Re: [PATCH 1/5] x86, KASLR: Update description for decompressor worst case size

From: Baoquan He
Date: Thu Apr 21 2016 - 23:13:33 EST


On 04/21/16 at 01:04pm, Kees Cook wrote:
> On Thu, Apr 21, 2016 at 7:47 AM, Borislav Petkov <bp@xxxxxxx> wrote:
> > On Wed, Apr 20, 2016 at 01:55:42PM -0700, Kees Cook wrote:
> > ...
> > What's "non compressed data overhead"?
> >
> > Does that want to say:
> >
> > "... resulting in 18 bytes overhead of uncompressed data."
> >
> > perhaps?
>
> Yeah, that reads much more clearly. I'll change it.
>
> >> +#
> >> +# Files divided into blocks
> >> +# 1 bit (last block flag)
> >> +# 2 bits (block type)
> >> +#
> >> +# 1 block occurs every 32K -1 bytes or when there 50% compression
> >> +# has been achieved. The smallest block type encoding is always used.
> >> +#
> >> +# stored:
> >> +# 32 bits length in bytes.
> >> +#
> >> +# fixed:
> >> +# magic fixed tree.
> >> +# symbols.
> >> +#
> >> +# dynamic:
> >> +# dynamic tree encoding.
> >> +# symbols.
> >> +#
> >> +#
> >> +# The buffer for decompression in place is the length of the uncompressed
> >> +# data, plus a small amount extra to keep the algorithm safe. The
> >> +# compressed data is placed at the end of the buffer. The output pointer
> >> +# is placed at the start of the buffer and the input pointer is placed
> >> +# where the compressed data starts. Problems will occur when the output
> >> +# pointer overruns the input pointer.
> >> +#
> >> +# The output pointer can only overrun the input pointer if the input
> >> +# pointer is moving faster than the output pointer. A condition only
> >> +# triggered by data whose compressed form is larger than the uncompressed
> >> +# form.
> >> +#
> >> +# The worst case at the block level is a growth of the compressed data
> >> +# of 5 bytes per 32767 bytes.
> >> +#
> >> +# The worst case internal to a compressed block is very hard to figure.

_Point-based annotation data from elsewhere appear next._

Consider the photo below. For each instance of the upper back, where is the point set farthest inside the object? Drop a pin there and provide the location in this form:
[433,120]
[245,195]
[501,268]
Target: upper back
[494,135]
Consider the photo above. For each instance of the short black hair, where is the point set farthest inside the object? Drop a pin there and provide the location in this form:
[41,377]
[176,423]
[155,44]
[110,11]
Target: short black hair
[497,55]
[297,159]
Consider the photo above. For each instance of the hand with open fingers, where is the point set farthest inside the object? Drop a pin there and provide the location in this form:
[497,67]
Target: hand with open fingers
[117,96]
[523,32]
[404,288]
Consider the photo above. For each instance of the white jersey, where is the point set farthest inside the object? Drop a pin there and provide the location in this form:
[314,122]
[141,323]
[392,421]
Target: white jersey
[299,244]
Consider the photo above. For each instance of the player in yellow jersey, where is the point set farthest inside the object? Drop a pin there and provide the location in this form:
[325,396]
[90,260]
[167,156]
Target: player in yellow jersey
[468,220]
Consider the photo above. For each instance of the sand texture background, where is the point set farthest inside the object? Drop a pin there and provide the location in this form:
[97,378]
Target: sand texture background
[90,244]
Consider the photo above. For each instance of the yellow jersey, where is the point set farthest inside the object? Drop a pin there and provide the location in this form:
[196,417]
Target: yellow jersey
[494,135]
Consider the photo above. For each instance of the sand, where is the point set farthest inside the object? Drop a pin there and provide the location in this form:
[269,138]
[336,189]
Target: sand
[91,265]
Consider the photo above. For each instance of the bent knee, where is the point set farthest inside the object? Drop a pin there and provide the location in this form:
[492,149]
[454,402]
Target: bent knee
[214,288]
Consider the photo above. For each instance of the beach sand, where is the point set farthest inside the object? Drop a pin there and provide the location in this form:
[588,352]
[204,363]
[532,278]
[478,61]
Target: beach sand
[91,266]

> >> +# The worst case can at least be bounded by having one bit that represents
> >> +# 32764 bytes and then all of the rest of the bytes representing the very
> >> +# very last byte.
> >> +#
> >> +# All of which is enough to compute an amount of extra data that is required
> >> +# to be safe. To avoid problems at the block level allocating 5 extra bytes
> >> +# per 32767 bytes of data is sufficient. To avoid problems internal to a
> >> +# block adding an extra 32767 bytes (the worst case uncompressed block size)
> >> +# is sufficient, to ensure that in the worst case the decompressed data for
> >> +# block will stop the byte before the compressed data for a block begins.

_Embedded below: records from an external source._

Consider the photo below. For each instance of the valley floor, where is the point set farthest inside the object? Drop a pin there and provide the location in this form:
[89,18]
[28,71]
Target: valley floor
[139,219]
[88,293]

> >> +# To avoid problems with the compressed data's meta information an extra 18
> >> +# bytes are needed. Leading to the formula:
> >> +#
> >> +# extra_bytes = (uncompressed_size >> 12) + 32768 + 18 + decompressor_size
> >> +#
> >> +# Adding 8 bytes per 32K is a bit excessive but much easier to calculate.

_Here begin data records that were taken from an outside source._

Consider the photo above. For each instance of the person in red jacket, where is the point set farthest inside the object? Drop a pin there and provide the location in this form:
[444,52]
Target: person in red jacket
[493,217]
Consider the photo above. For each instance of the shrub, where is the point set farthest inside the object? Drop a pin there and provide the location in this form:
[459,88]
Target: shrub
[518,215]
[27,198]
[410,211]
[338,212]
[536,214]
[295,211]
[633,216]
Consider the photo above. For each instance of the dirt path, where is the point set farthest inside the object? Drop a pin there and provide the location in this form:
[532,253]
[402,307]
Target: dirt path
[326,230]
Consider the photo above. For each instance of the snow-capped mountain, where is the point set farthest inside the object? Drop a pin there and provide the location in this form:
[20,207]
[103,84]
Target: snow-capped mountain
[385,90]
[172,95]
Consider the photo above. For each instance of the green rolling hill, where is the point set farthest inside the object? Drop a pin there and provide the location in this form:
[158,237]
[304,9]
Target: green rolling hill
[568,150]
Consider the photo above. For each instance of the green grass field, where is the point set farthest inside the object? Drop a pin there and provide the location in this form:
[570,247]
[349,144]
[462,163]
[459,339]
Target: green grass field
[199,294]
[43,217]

> >> +# Adding 32768 instead of 32767 just makes for round numbers.
> >> +# Adding the decompressor_size is necessary as it musht live after all
> >> +# of the data as well. Last I measured the decompressor is about 14K.
> >> +# 10K of actual data and 4K of bss.
> >
> > I guess reflow the paragraphs while at it, as well?
> >
> > "Adding 8 bytes per 32K is a bit excessive but much easier to calculate.
> > Adding 32768 instead of 32767 just makes for round numbers. Adding the
> > decompressor_size is necessary as it musht live after all of the data as
~~must
There's a typo here, it should be 'must'. I didn't notice before. It
might be fixed when take Boris's paragraph reflowing. :)

> > well. Last I measured the decompressor is about 14K. 10K of actual data
> > and 4K of bss."
> >
> > and so on...
>
> Yeah, I'd been reflowing as I went and I went back and forth on that
> one. It looked like it was a list ("Adding... Adding... Adding...") so
> I'd left it, but my initial instinct matches your: it should just get
> reflowed like all the rest.
>
> I'll fix that too.
>
> Thanks for the review!
>
> -Kees
>
> --
> Kees Cook
> Chrome OS & Brillo Security